Кто-то с силой отвесил ему затрещину. Открыв глаза, Боб не разглядел ничего, кроме мутной пелены, усыпанной звездами, за которой двигались неясные силуэты. Затем ему насухо вытерли лицо, и он увидел, что четверо ирландцев сняли рубашки и остались в одних майках, три здоровяка с бицепсами, покрытыми татуировками, блестящими от пота или пролитой воды, и тощий Реймонд, напоминающий мокрую крысу. Все четверо учащенно дышали, у всех влажные волосы липли к черепу.
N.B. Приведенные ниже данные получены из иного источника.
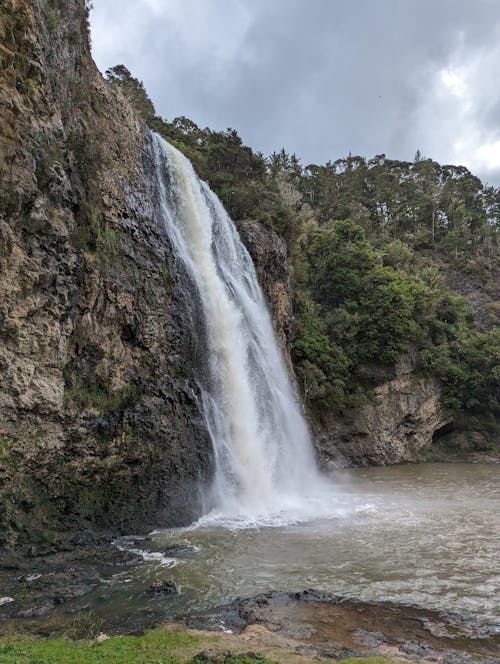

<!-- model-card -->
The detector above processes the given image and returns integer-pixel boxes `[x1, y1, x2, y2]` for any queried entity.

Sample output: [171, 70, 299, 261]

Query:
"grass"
[0, 628, 398, 664]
«Семь ведер на ваш счет, козлы», — подумал Боб, хотя ему нелегко было вспомнить, кто он такой, почему находится здесь и что происходит. Все это исчезло где-то вместе с пропущенными ведрами.
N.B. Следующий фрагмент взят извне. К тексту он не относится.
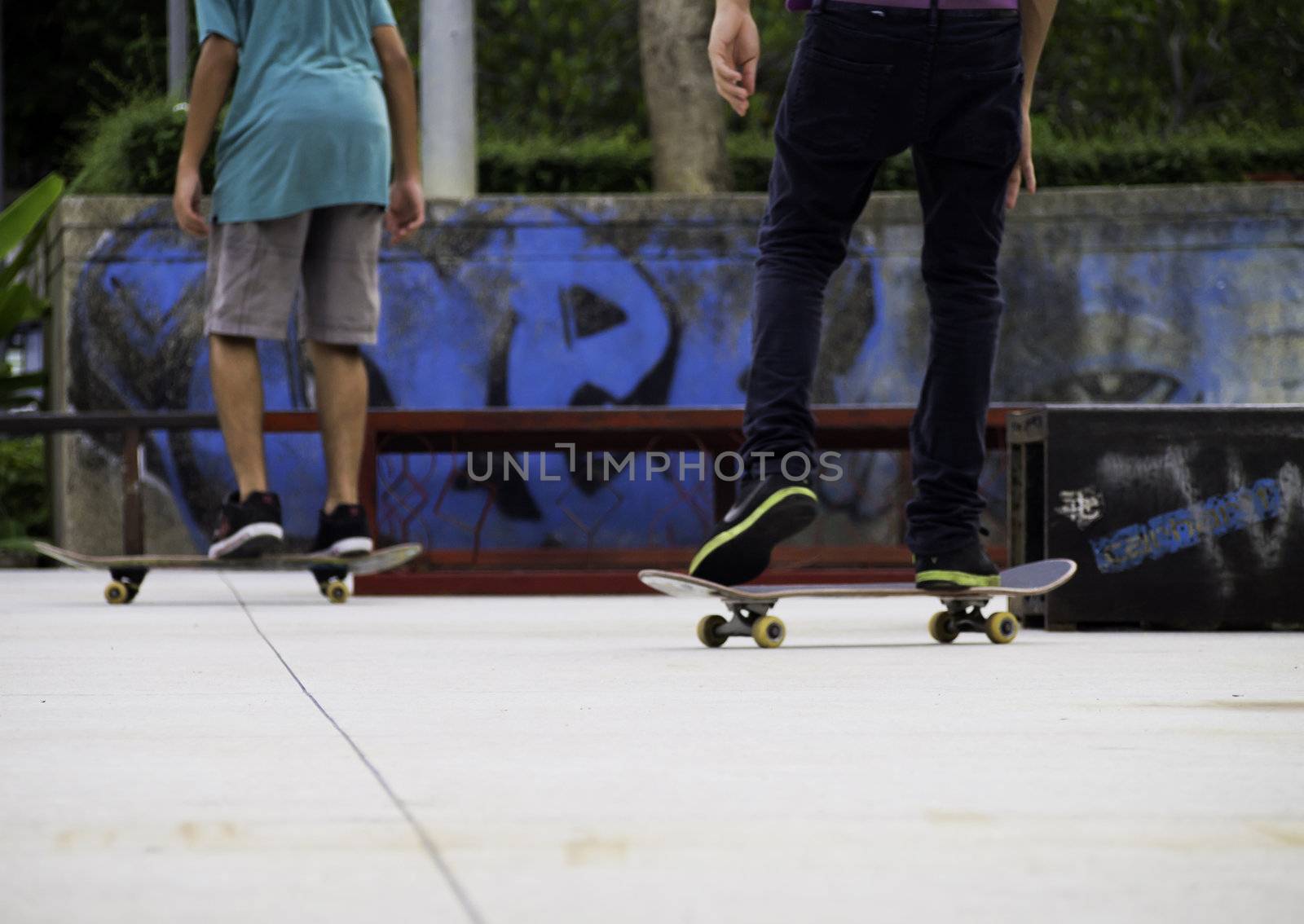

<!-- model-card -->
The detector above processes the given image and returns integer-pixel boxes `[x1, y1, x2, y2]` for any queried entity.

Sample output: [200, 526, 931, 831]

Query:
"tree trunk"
[639, 0, 733, 193]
— Господи всемогущий Иисусе, он крепкий орешек, доложу я вам, — пробормотал Гроган. — Ну хорошо, Свэггер, будь проклято твое черное сердце, сейчас я выложу все начистоту. Слушай внимательно. Я уже чертовски устал от твоего спектакля. На этот раз мы тебя убьем. Если бы тебе было что сказать, ты бы давно все сказал, я в этом уверен. Твое молчание красноречиво говорит: ты от всех скрывал свои находки, иначе ты бы настучал на своих хозяев. Отгородился бы ими от ужасов воды. Помнишь Уинстона из комнаты сто один,
[72]
когда он в конце концов выдает Джулию, испугавшись крыс, обедающих его носом? Если бы у тебя была какая-нибудь Джулия, ты бы давно уже ее выдал. Значит, никакой Джулии нет…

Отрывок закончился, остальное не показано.